İstanbul’da II. Dünya Savaşı’nı izleyen yıllara kadar taşraya özgü bulunup aşağılanan oryantal dans 1950’lerde daha itibarlı bir duruma gelmiştir. Dansözlerin İstanbul eğlence hayatında, en azından büyük gazinolarda boy göstermesinin yolunu açan iki dansözden biri Nana’dır (diğeri İnci Birol). 29 Ağustos 1952 tarihli Vatan gazetesindeki ilanda “Türkiye’de ilk defa olarak göbek havasını nezih ve bediî (estetik) bir raks haline getiren rakipsiz Nana” yazması da bundandır.
2 Haziran 1951 tarihli haftalık sinema mecmuası Yıldız’da “Yahya Kemal’in ‘Şiir Kız’ adını taktığı, üstada kendi yazdığı ‘Kor dudaklı, kömür gözlü, sürmeli… / Şeytan diyor sarmalı, yüz kere öpmeli’ şiirini hatırlatan dişi” diye takdim edilir.
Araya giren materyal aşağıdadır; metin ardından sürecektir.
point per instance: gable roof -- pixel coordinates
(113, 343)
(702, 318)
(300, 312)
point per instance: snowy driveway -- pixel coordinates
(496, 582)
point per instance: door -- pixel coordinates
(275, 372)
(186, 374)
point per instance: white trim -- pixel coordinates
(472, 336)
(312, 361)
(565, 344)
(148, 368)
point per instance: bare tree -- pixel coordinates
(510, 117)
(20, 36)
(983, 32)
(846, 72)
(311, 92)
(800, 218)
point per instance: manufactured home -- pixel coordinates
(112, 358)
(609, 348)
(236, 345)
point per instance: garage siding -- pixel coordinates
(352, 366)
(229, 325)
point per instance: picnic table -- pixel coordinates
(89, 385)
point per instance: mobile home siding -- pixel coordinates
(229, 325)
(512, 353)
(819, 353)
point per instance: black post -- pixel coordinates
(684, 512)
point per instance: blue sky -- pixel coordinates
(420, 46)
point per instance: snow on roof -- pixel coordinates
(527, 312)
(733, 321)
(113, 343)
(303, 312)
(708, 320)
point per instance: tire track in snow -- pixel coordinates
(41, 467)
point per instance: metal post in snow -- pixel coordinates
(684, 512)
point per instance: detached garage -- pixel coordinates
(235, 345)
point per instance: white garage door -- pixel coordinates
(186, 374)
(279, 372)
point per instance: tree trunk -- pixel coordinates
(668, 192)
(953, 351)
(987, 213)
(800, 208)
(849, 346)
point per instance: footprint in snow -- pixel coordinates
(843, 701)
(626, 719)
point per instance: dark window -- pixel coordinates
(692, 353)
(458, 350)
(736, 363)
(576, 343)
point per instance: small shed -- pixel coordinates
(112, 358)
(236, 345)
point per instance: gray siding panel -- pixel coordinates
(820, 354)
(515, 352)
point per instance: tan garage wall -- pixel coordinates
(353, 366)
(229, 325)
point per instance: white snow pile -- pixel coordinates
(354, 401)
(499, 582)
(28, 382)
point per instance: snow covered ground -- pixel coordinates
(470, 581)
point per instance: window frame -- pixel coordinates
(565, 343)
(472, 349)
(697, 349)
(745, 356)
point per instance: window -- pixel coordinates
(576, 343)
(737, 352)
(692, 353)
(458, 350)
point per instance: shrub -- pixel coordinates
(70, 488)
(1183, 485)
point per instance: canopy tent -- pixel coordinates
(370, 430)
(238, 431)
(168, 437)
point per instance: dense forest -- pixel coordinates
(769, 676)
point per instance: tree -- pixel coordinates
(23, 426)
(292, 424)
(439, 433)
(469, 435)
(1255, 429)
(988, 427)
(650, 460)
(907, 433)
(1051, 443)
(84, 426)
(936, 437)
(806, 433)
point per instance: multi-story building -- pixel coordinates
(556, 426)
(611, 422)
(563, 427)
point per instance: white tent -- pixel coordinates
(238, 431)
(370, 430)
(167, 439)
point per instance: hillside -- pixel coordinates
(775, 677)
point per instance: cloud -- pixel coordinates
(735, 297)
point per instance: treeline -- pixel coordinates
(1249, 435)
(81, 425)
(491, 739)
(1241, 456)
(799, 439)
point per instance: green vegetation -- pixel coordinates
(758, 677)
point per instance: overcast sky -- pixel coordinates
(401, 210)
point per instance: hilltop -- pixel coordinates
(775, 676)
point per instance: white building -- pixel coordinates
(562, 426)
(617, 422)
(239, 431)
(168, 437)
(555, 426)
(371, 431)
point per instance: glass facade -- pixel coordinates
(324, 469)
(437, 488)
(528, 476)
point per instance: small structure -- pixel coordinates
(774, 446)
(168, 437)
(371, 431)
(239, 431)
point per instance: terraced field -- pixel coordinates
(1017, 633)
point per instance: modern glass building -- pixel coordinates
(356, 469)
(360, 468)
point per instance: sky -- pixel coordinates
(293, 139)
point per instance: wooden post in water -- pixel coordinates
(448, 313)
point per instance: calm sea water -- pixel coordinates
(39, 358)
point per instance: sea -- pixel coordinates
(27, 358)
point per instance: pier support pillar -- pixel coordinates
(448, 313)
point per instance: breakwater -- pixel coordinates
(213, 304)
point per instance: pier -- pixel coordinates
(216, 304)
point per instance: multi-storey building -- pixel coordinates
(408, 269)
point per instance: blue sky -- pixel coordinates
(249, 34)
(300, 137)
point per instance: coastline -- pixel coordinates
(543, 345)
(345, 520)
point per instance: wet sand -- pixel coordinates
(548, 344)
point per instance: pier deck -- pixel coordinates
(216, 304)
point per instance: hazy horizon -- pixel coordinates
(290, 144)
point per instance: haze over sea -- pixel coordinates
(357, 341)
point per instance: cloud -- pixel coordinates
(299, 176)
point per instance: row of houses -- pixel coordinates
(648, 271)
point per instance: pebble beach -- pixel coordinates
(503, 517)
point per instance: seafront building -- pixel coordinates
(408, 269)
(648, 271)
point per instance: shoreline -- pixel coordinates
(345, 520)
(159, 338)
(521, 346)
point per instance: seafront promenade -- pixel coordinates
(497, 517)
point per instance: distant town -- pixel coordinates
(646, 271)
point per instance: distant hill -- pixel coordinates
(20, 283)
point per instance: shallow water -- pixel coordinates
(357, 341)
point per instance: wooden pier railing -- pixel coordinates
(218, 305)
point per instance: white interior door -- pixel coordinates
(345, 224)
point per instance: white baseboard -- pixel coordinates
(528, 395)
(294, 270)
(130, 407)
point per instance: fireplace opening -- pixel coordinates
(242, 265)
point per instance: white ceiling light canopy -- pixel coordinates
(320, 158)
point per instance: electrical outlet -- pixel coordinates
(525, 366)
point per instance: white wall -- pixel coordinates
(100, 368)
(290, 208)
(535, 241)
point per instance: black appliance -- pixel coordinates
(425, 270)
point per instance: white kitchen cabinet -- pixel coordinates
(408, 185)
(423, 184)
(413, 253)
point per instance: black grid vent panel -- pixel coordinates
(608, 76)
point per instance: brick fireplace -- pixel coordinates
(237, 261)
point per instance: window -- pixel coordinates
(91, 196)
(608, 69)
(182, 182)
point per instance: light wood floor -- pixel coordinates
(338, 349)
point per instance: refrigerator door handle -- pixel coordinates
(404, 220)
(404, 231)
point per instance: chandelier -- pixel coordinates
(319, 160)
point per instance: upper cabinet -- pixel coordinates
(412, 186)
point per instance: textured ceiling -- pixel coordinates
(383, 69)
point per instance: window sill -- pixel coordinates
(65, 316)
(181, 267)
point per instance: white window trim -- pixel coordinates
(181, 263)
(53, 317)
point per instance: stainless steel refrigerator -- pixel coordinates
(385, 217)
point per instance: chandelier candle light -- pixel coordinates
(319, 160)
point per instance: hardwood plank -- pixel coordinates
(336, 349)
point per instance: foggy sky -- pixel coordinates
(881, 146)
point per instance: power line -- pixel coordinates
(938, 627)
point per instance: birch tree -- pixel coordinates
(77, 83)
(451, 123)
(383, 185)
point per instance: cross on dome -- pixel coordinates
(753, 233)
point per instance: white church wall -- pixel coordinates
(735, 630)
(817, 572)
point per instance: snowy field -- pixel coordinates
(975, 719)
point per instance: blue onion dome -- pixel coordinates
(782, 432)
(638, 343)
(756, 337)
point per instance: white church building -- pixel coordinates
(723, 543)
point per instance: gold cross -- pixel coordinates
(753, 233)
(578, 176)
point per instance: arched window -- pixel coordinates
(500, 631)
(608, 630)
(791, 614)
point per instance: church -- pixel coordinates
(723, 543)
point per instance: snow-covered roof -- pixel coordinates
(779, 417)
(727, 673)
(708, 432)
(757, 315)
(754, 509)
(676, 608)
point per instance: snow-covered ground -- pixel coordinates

Eğer bu doğruysa, Yahya Kemal’in kamuoyu önünde bu derece muhabbet gösterdiği ilk dansöz de Nana olmalı.
Nana’yı diğer dansözlerden ayıran önemli bir özellik de bir dönem sahne ve eğlence dünyasının önemli isimlerinden Orhan Boran’ın tabiriyle “neredeyse çıplak” dans etmesidir. Bu nedenle birçok gösterisinden sonra müstehcenlik, ahlaka aykırı hareket etme gibi şikayetler nedeniyle başı derde girer. Bunlar dışında kaldığı otellerin ve sahneye çıktığı gazinoların sahipleri ve çalışanlarıyla sık sık kavga edip karakolluk olur Nana. Bu olaylar nedeniyle hakkında hakaret davaları açılmış, bunların bazılarından hapis cezası almıştır.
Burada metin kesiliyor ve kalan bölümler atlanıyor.